Prolific tobacco grower and cigarmaker Nestor Andrés Plasencia is putting his family’s Honduran tobacco on full display with a new brand called Plasencia Cosecha 149. It’s named after the Plasencia’s 149th harvest, which happened in 2014. Now that the tobacco has had seven years to age, the Plasencias have turned it into a three-size line currently being previewed at the PCA trade show going on in Las Vegas.
Consisting solely of Honduran tobacco, the Plasencia Cosecha 149 is blended with a wrapper from Olancho, San Agustín, a binder from Jamastran and mix of filler tobaccos from Jamastran, Talanga and Olancho.
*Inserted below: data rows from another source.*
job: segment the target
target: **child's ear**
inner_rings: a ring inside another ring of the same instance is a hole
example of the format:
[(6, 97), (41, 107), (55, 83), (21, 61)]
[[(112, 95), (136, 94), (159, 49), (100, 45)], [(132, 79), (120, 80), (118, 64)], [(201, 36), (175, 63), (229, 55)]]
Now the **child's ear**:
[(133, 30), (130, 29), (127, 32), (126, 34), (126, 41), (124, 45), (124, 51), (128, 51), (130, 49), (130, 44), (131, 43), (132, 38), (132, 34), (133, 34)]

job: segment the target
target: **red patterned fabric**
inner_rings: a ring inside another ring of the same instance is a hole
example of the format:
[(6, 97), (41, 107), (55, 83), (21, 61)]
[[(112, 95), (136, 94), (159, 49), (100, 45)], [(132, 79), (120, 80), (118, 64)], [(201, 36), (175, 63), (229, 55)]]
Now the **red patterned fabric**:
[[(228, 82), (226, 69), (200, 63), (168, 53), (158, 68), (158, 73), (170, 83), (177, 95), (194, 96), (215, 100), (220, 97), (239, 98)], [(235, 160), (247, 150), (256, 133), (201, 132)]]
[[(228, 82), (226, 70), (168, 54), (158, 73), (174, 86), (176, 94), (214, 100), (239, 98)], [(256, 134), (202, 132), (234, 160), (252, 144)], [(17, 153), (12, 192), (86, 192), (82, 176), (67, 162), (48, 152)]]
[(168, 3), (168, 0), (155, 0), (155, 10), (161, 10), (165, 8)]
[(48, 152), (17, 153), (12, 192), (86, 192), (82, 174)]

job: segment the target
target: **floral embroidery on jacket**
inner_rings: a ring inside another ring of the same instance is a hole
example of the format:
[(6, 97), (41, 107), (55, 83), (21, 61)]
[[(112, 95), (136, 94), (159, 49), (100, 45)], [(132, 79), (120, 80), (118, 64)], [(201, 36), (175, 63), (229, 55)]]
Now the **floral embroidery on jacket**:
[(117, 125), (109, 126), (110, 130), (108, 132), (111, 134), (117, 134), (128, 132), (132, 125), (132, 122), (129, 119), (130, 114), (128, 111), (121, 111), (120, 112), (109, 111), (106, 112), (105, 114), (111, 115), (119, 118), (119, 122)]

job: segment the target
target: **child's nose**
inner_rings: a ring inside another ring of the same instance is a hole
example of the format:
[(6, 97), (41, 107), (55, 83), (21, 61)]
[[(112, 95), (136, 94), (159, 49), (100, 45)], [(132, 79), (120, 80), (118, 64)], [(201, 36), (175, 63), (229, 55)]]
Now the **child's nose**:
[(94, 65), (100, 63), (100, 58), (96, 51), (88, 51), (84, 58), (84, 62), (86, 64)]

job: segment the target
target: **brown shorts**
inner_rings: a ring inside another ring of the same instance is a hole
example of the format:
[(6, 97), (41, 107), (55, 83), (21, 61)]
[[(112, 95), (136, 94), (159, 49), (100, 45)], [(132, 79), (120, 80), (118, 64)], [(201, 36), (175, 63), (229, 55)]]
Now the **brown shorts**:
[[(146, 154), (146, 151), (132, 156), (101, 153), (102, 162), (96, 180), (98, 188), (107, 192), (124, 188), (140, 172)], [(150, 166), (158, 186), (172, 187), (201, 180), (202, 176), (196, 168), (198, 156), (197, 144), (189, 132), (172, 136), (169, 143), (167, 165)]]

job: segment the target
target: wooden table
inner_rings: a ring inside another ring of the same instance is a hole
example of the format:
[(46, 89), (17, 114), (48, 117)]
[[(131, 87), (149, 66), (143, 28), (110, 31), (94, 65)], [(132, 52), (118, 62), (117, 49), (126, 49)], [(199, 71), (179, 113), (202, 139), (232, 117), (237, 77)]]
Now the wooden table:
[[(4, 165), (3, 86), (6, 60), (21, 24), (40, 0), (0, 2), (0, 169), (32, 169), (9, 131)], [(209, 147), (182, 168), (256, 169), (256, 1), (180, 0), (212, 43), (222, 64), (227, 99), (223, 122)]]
The Jamastran leaf was grown from proprietary Corojo seeds that the company says it developed, while the rest of the tobacco is Criollo.
The new brand comes in 10-count boxes and will be offered in three sizes: Santa Fe, which measures 4 3/4 inches by 60 ring gauge; La Vega at 5 by 52 and a 6-by-52 toro called Azuacualpa. They’re set to retail from $12 to $14.50 when the cigars ship in October.
This isn’t the first time that the Plasencias have honored a specific harvest. In 2017, they released the Cosecha 146, a brand made with tobaccos from the 2011–2012 crop. Like Cosecha 146, the upcoming Cosecha 149 is made in Honduras at the Plasencias’ Tabacos de Oriente factory and should be medium to full in body.
The word cosecha translates to “harvest” in Spanish. The Plasencias first grew tobacco in Cuba.